Klimt dopo Modigliani Gallarate città d’arte

GALLARATE «Modigliani, e poi?». Una domanda, quella sul futuro del Maga, che accomuna sia i più entusiasti che i più scettici rispetto al nuovo museo di via De Magri. I primi curiosi di capire quale sarà la prossima mostra, i secondi di vedere se sarà all’altezza di quella inaugurale.
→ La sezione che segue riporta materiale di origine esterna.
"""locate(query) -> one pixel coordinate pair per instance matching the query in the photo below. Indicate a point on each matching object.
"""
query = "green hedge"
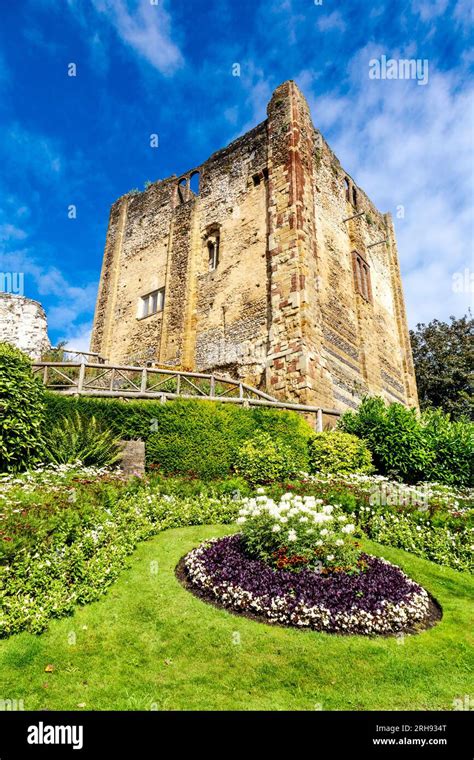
(187, 436)
(21, 410)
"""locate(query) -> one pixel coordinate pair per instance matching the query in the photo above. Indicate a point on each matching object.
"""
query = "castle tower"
(274, 268)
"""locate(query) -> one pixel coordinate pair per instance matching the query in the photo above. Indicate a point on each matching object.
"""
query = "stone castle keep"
(266, 263)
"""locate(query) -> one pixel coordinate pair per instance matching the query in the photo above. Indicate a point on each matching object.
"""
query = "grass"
(150, 644)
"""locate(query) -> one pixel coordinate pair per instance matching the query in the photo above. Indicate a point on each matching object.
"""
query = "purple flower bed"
(379, 599)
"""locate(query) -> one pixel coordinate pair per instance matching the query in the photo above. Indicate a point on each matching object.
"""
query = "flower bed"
(70, 536)
(380, 599)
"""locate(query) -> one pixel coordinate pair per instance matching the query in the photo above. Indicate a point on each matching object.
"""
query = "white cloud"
(78, 338)
(146, 29)
(410, 145)
(68, 300)
(333, 21)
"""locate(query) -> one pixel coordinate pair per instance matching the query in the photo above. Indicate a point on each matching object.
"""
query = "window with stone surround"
(152, 303)
(212, 247)
(361, 271)
(347, 189)
(213, 253)
(354, 197)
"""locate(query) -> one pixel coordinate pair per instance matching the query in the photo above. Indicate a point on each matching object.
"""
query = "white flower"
(350, 528)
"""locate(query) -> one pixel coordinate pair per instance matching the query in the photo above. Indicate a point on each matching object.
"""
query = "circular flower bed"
(378, 599)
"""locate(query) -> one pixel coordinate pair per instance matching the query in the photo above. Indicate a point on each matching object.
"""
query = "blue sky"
(165, 67)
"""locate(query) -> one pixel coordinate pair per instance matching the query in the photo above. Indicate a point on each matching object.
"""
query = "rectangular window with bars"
(152, 303)
(361, 271)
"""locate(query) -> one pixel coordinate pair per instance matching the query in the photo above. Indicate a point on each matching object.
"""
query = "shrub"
(298, 533)
(452, 446)
(394, 436)
(414, 447)
(21, 410)
(336, 451)
(264, 459)
(86, 553)
(81, 439)
(201, 438)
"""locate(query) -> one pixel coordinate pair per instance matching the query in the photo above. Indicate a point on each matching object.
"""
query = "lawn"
(150, 644)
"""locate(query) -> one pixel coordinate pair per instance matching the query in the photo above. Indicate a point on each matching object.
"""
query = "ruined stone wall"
(23, 324)
(281, 309)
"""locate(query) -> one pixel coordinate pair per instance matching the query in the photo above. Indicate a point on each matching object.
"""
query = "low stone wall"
(23, 324)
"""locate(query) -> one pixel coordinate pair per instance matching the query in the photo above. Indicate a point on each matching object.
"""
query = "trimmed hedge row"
(187, 436)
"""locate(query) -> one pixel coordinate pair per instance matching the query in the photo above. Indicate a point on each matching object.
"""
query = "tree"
(443, 354)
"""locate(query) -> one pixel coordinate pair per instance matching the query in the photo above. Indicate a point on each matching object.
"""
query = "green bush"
(264, 459)
(336, 451)
(81, 439)
(88, 550)
(200, 438)
(394, 436)
(21, 410)
(298, 534)
(452, 446)
(413, 447)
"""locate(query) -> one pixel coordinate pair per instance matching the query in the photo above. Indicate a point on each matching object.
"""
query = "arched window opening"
(213, 253)
(211, 247)
(194, 183)
(347, 188)
(183, 190)
(362, 281)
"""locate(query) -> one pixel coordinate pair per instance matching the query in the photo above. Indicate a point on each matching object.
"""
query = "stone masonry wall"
(281, 310)
(23, 324)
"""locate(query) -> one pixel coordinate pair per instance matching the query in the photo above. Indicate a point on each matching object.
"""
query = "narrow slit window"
(347, 189)
(362, 281)
(213, 253)
(152, 303)
(183, 190)
(354, 197)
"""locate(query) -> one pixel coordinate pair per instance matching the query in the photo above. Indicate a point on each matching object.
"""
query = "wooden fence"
(81, 378)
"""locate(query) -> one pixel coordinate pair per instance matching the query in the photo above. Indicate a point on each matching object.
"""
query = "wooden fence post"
(319, 421)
Già, ma quale sarà la prossima mostra in programma? La decisione spetta al comitato tecnico-scientifico, un organismo presieduto dal sindaco Nicola Mucci che, da che è nata la Fondazione «Silvio Zanella», ha all’attivo tre riunioni. Ed altrettante decisioni rispetto alle mostre del futuro.

Intanto va detto che l’intenzione è quella di dar vita a due esposizioni l’anno, una in primavera, dedicata ad un grande artista contemporaneo, in grado di attirare il grande pubblico, la seconda in autunno, magari con opere meno note ma comunque di qualità.

È con questa filosofia che si è innescata una collaborazione con il «Moca», ovvero il Museum of contemporary art di Pechino. Grazie al coinvolgimento diretto del ministero dei Beni culturali, dove ancora di recente Mucci ha incontrato il responsabile del dicastero Sandro Bondi, Gallarate ospiterà una raccolta delle più importanti opere conservate all’interno del museo fondato nel 2007 da Qin Feng, artista di fama internazionale, con l’obiettivo di creare un dialogo tra l’Oriente e l’Occidente.

E se quest’ultimo progetto è ormai cosa fatta, procede verso la definizione anche la mostra della primavera del 2011. Dopo Modigliani, l’attenzione della Fondazione si è spostata a Nord, verso l’Austria. Incuranti del fatto che fino al 23 maggio di quest’anno il «Mart» di Rovereto gli stia dedicando una mostra dal titolo «Dalla scena al dipinto», gli organizzatori gallaratesi sembrano aver fatto cadere la scelta su Gustav Klimt, uno dei massimi esponenti dell’Art Nouveau, protagonista delle Secessione viennese.

Ancora da definire il progetto per l’autunno del prossimo anno, già si è cominciato a pensare alla primavera del 2012. In questo caso il nome dell’artista scelto come protagonista resta avvolto dal mistero. L’unico indizio riguarda la provenienza geografica: questa volta la bussola del Maga punta verso la Francia. E in questo caso diventa difficile fare previsioni, visto che negli ultimi due secoli Parigi è stata una delle capitali dell’arte. Anzi, a cavallo tra Otto e Novecento, i più grandi artisti hanno lavorato nella Ville Lumiére, le più importanti correnti artistiche hanno cominciato a scorrere di fianco alla Senna.

Resta, quindi, la curiosità di sapere quale sarà la mostra della primavera 2012. A minare, invece, le ragioni dello scetticismo, ci sono i numeri del botteghino, che indicano come il fine settimana del 1 maggio abbia visto 2.360 ingressi alla mostra su Modigliani. In totale, a cinquanta giorni dall’apertura, l’esposizione ha così fatto registrare la presenza di 25.000 visitatori.